Stem cells in regenerative medicine
With the beginning of the new millennium, great hopes were placed in the rapidly developing field of stem cell research. It was and is the goal to develop stem cell therapies that help to successfully treat a wide range of degenerative diseases as well as more acute diseases such as stroke or myocardial infarction. Conceptually, it was assumed that injected stem cells or their descendants migrate into affected tissues and replace lost cell types via transdifferentiation, thus alleviating disease associated symptoms. At that time, human embryonic stem cells came into focus of scientific interest. However, due to their high teratogenic potential and ethical explosiveness they could not be used for stem cell therapies. Instead, various somatic stem cell types were considered and used as therapeutic agents.
MSCs
Especially fibroblastoid cells that can easily be raised from bone marrow and other tissues (including fat and umbilical cord) and that were initially described by Friedenstein and colleagues in the 1960s [1], became the therapeutic cell source of choice in a still increasing number of clinical trials. Such cells display high proliferation potential and lack teratogenic potential. Since these cells were able to differentiate into adipogenic, chondrogenic and osteogenic cell types, (which are considered as mesodermal derivatives), they were initially referred to as mesenchymal stem cells (MSCs) [2]. Relying on their therapeutic potential and the fact that their use in animal models produced no recognizable side effects [3], MSCs were then also used successfully in initial therapeutic trials. The question quickly arose as to how the immune system responds to the application of donor MSCs. While it was initially thought that MSCs are rejected in principle, it has been shown that MSCs can modulate the activity of different types of immune cells in patients. They very efficiently suppress immune effector responses and propagate regulatory immune responses, that is, they switch the immune system from the defense to the tolerance state [4-6]. In addition to the regenerative potential of MSCs, their immunotherapeutic activity has been tested in the clinic [7]. To date, nearly 1,000 clinical trials have been registered at the National Institute of Health (NIH) in, which MSCs had been or will be used to treat a wide variety of different diseases (www.Clinicaltrials.gov).

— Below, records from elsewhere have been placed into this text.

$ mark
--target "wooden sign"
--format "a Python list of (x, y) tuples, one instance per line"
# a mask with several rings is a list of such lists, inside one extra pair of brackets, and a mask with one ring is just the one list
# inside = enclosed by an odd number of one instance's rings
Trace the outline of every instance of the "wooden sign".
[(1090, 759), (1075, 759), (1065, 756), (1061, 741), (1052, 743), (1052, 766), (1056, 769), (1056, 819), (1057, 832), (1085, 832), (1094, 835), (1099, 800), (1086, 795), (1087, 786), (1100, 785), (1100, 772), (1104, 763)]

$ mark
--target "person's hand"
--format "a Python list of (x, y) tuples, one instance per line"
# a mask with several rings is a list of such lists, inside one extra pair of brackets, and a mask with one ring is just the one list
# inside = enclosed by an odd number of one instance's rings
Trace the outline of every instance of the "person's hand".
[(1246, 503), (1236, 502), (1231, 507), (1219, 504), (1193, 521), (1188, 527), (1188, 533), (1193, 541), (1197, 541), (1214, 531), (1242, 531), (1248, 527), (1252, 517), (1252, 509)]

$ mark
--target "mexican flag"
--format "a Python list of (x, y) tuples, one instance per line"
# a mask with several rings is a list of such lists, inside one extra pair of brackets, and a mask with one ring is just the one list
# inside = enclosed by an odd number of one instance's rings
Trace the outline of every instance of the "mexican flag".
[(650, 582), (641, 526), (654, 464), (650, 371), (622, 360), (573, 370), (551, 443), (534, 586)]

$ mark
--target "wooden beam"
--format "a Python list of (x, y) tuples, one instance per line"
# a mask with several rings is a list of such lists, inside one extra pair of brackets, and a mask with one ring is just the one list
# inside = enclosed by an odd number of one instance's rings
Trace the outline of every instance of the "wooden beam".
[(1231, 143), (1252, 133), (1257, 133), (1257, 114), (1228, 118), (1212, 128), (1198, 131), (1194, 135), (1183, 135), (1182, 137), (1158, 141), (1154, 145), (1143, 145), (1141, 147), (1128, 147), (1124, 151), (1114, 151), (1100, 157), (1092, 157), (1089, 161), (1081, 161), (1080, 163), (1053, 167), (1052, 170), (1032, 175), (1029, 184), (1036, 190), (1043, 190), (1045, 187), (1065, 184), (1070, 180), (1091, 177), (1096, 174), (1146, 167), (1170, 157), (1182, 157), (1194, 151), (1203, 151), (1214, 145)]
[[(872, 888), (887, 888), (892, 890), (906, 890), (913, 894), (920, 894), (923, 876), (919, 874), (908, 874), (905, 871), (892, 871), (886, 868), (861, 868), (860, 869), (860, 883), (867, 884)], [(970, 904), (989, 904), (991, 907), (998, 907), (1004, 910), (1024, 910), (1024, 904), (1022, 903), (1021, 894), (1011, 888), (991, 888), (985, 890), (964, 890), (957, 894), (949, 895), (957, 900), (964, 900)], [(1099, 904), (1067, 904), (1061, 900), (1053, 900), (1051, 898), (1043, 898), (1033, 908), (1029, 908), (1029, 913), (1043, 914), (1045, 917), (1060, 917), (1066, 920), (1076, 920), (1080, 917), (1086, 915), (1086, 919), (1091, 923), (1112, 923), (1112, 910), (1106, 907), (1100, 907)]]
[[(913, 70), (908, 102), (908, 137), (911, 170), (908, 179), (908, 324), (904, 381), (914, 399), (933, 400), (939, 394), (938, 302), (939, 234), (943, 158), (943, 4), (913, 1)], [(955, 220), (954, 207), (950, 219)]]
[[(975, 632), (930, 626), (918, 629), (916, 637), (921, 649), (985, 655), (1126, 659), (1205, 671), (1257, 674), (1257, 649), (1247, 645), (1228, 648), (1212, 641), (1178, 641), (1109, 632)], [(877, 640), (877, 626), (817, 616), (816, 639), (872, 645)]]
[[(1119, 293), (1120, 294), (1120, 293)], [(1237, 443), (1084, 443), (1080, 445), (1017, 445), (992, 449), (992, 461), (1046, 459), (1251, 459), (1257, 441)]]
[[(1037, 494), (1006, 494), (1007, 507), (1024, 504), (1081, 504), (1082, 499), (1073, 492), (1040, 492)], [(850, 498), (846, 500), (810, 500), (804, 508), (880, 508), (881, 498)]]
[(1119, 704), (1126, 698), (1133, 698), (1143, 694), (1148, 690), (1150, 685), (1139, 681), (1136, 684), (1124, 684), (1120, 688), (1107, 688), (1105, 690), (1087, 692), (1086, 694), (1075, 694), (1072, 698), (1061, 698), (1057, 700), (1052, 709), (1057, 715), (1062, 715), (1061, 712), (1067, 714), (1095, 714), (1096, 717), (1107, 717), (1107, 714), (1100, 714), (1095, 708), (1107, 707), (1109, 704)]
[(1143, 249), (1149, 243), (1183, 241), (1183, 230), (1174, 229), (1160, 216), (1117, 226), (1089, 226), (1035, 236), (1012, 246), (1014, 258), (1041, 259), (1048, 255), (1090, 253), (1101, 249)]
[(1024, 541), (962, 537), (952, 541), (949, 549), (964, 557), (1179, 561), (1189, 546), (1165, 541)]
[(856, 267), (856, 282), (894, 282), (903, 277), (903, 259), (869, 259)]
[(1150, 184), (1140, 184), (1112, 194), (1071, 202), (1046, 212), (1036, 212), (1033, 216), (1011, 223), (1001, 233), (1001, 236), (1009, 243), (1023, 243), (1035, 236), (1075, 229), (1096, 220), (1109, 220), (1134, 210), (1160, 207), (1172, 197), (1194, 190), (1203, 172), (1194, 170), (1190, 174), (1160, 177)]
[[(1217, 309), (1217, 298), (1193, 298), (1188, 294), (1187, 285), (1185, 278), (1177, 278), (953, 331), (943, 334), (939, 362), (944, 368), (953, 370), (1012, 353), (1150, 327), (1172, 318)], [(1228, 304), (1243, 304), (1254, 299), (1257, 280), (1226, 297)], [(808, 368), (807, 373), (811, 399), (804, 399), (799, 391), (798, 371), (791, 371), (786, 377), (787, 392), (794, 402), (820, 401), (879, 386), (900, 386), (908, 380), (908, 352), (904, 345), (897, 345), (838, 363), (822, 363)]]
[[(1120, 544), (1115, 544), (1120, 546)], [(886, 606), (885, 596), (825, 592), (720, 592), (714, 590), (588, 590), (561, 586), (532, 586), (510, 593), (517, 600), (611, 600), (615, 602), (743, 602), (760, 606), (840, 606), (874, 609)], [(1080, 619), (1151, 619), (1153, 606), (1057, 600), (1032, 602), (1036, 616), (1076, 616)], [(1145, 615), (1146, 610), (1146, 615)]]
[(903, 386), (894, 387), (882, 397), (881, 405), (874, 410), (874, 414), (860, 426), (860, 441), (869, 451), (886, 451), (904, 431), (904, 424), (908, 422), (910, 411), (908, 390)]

Although the outcome of several clinical studies appears controversial, many studies show therapeutic effects of applied MSCs in at least some patients. Ongoing studies that investigated the bio-distribution of injected or infused MSCs in vivo have shown that most of the cells end up in the lungs and only occasionally are found in the region of the intended target tissue. Attempts to clarify whether the cells need to migrate into affected tissues to achieve their therapeutic functions demonstrated that in most cases MSCs act in a paracrine rather than a cellular manner [8, 9]. The differentiation potential of MSCs, which sometimes was regarded as pluripotent, has also been questioned experimentally. Consequently, today, many scientists question the stem cell character of MSCs. To keep the abbreviation MSC, these cells are now increasingly referred to as mesenchymal stromal cells; also the term medical signaling cells has been suggested by a leading MSC researcher [10].
Whatever MSCs may be called in the future, many scientists have tried to identify the active therapeutic substance(s) that they release into their environment. In 2009, at the example of an acute renal damage model and in 2010, at the example of a myocardial infarction model, and by using different preparation methods, two groups demonstrated that the active component is located in fractions of processed culture supernatant that contain high concentrations of vesicular structures. At that time these vesicles were called microvesicles or exosomes, respectively; today, one would correctly refer to them as extracellular vesicles (EVs) [11, 12].